The allegations didn’t just come from underaged women.

Surviving R. Kelly is an overwhelming look at R. Kelly’s world, but as the series progresses, it becomes more clear that he wasn’t just targeting young women. Both Kitti Jones (who came forward to Rolling Stone in 2017 and BBC’s R. Kelly: Sex, Girls, & Videotapes last year) and Asante McGee, two women interviewed in the doc, dated the singer in their 30s, and eventually moved into his homes. Both Jones and McGee make claims of mental and physical abuse, mirroring the testimony of R. Kelly’s ex-wife from the series’ second episode, Andrea Kelly, regarding her own experiences with the singer; the two women also reference being “trained” and groomed by him sexually. In the documentary, McGee revisits the Atlanta home where she lived with him in 2016 before he was evicted early last year, and gives a tour of what she calls The Black Room—a place that she considers one of the most sexually degrading rooms of the house.

The allegations surrounding R. Kelly aren’t singular.

When Aaliyah and R. Kelly appeared on a 1994 episode of BET’s Video Soul wearing matching Mickey Mouse outfits, Leslie “Big Lez” Segar, one of the show’s host, cut straight to the chase. “Everybody seems to think y’all are either girlfriend or boyfriend, or cousins. Let’s just set the record straight.” The singers laughed off the inquiry. “Well no, we’re not related,” said Aaliyah. “We’re just very close. This is my best friend.”

The fact that Segar was asking a 27-year-old man and a 15-year-old girl if they were dating on national television should have raised more red flags. Later that year, VIBE published the couple’s forged marriage certificate, and the world carried on. By that time, the trope of older male musicians and their underaged muses had already been normalized for decades.

It’s a story that cuts across lines of genre and race. Jerry Lee Lewis, Chuck Berry, and Elvis Presley may have been rock and roll sex symbols in the 50s, but were dating teenage girls in their personal lives. At one point Surviving R. Kelly shows the black and white photos that romanticized those unions, as Ann Powers wrote in 2015 for NPR. Lewis wed his 13-year-old cousin at 22 years old in 1958. A year later, Chuck Berry was arrested for unlawfully traveling with a 14-year-old when he was 33 while Elvis Presley began dating a 14-year-old (Priscilla Beaulieu), although he was ten years her senior.

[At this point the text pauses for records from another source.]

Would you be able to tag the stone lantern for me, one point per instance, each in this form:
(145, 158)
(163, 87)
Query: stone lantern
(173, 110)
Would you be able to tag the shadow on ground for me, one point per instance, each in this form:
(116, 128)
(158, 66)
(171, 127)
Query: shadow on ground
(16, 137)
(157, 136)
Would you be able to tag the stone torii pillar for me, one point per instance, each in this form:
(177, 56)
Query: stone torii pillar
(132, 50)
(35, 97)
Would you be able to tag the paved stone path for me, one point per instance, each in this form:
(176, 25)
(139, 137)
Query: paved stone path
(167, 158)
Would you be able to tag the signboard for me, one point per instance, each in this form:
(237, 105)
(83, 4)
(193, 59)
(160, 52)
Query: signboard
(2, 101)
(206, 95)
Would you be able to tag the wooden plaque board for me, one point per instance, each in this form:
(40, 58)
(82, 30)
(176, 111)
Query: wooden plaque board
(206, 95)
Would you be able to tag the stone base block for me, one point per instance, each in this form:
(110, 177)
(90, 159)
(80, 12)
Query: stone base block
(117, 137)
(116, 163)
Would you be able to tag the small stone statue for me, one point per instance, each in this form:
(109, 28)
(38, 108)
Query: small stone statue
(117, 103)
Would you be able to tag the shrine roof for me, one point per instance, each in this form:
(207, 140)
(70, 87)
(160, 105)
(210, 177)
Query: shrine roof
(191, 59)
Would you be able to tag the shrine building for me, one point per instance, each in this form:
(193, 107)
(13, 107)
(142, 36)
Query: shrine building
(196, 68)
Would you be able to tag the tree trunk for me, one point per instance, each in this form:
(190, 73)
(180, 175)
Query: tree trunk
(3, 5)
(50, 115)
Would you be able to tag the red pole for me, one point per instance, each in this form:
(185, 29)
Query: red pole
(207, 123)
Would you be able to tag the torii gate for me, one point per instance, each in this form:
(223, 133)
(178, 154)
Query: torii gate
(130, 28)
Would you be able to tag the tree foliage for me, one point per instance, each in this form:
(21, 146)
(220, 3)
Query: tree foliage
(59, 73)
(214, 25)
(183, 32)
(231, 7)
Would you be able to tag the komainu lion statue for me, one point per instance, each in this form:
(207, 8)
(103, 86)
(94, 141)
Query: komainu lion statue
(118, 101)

“We have all these examples of grown-ass men messing with teenagers,” executive producer dream hampton told Noisey. “What we have with R. Kelly—and we learned this shortly after the marriage—was all these lawsuits that started coming out after the annulment. We quickly learned this wasn’t ‘I fell in love with my teenage muse this one time.’”

R. Kelly vehemently denies the claims presented in Surviving R. Kelly. Noisey reached out to the artist’s team for further comment and we’ll update this piece if we receive a response. Lifetime has also said that they stand by the documentary. “'Surviving R. Kelly' is a six-part documentary series exploring R. Kelly’s personal and professional history, showcasing the survivors who are emerging from the shadows to unite their voices and share their allegations of abuse,” says Kannie Yu LaPack, a representative for the network in a statement provided to USA TODAY. “The documentary also tells the stories of families who are currently still trying to get their girls home.” According to LaPack, the details of the documentary have been “legally vetted and corroborated.”

Movements like #MeToo and #TimesUp have exposed the sexual misconduct cases in the music industry which would otherwise go unreported. Often times, victims don’t come forward with their stories of sexual assault as a result of the stigma of shame. According to a 2005-2010 report from the Justice Department, 64 percent of sexual assault victims in the US didn’t report their incidents out of fear of retaliation. For over two decades, no one believed the young black girls speaking out against R. Kelly. Still, for a certain generation of R. Kelly fans, the story the docuseries unravels feels incredibly personal. His genre-spanning music is tied to a series of life events within the black community and pop culture at large. Graduations from preschool to college have been sung to the tune of “I Believe I Can Fly.”

“If an individual is providing something to the society, as music, we’re more likely to compartmentalize the negative behavior and minimize it as a way of accepting what they are contributing,” Dr. Jody Adewale notes during the docuseries. The larger question is, with all of the accusations laid out in front of us, what do we do now?